Betroffener: SMS “Bin gleich da” – AG antwortet mit Einspruchverwerfung

In einem Bußgeldverfahren ist die Hauptverhandlung auf 10.00 Uhr anberaumt. Um 10.03 Uhr schickt der Betroffene, seinem Verteidiger auf dessen Mobiltelefon eine SMS-Mitteilung folgenden Inhalts : „Haben uns verspätet. Bin gleich da.“ Diese Nachricht liest der Verteidiger dem Tatrichter vor. Dieser hat hierauf bis „ca. 10.30 Uhr“ gewartet und sodann den Einspruch verworfen. Dagegen die Verfahrensrüge des Betroffenen. Der ässt sich außerdem entnehmen, dass er im Pkw seines Cousins, des Zeugen S.W., mitgefahren sei, welcher der wahre Fahrer des Tatfahrzeugs gewesen sei und zum Zwecke seiner Vernehmung und seines Vergleichs mit der auf den Messfotos abgebildeten Person vor Gericht habe erscheinen sollen. Ihre Verspätung sei darauf zurückzuführen, dass der im Rollstuhl sitzende Zeuge mit seiner, des Betroffenen Hilfe eine Treppe habe überwinden müssen, um in das Gerichtsgebäude zu gelangen.

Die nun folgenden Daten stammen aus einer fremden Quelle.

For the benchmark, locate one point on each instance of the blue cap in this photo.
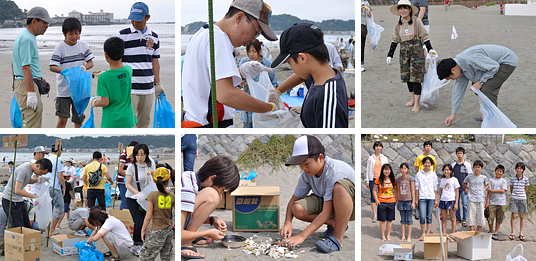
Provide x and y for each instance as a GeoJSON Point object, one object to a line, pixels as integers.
{"type": "Point", "coordinates": [138, 11]}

Der Betroffene ist der Meinung, dass „die vom Gericht eingeräumte Wartezeit von 30 min nicht ausreichend“ gewesen ist und der Tatrichter verpflichtet gewesen wäre, länger zu warten.

Der OLG Jena, Beschl. v. 29.08.2011 – 1 SsRs 86/11 – sagt: Doch, denn:

“Vor diesem Hintergrund hält es auch der Senat im Hinblick auf das Gebot fairer Verfahrensführung und die sich daraus ergebende prozessuale Fürsorgepflicht für angebracht, eine gewisse Verspätung des Betroffenen in Rechnung zu stellen, wenn dieser ohne ausreichende Entschuldigung nicht pünktlich zur Hauptverhandlung erschienen ist und keine Anhaltspunkte dafür vorliegen, dass er nicht mehr erscheinen werde ...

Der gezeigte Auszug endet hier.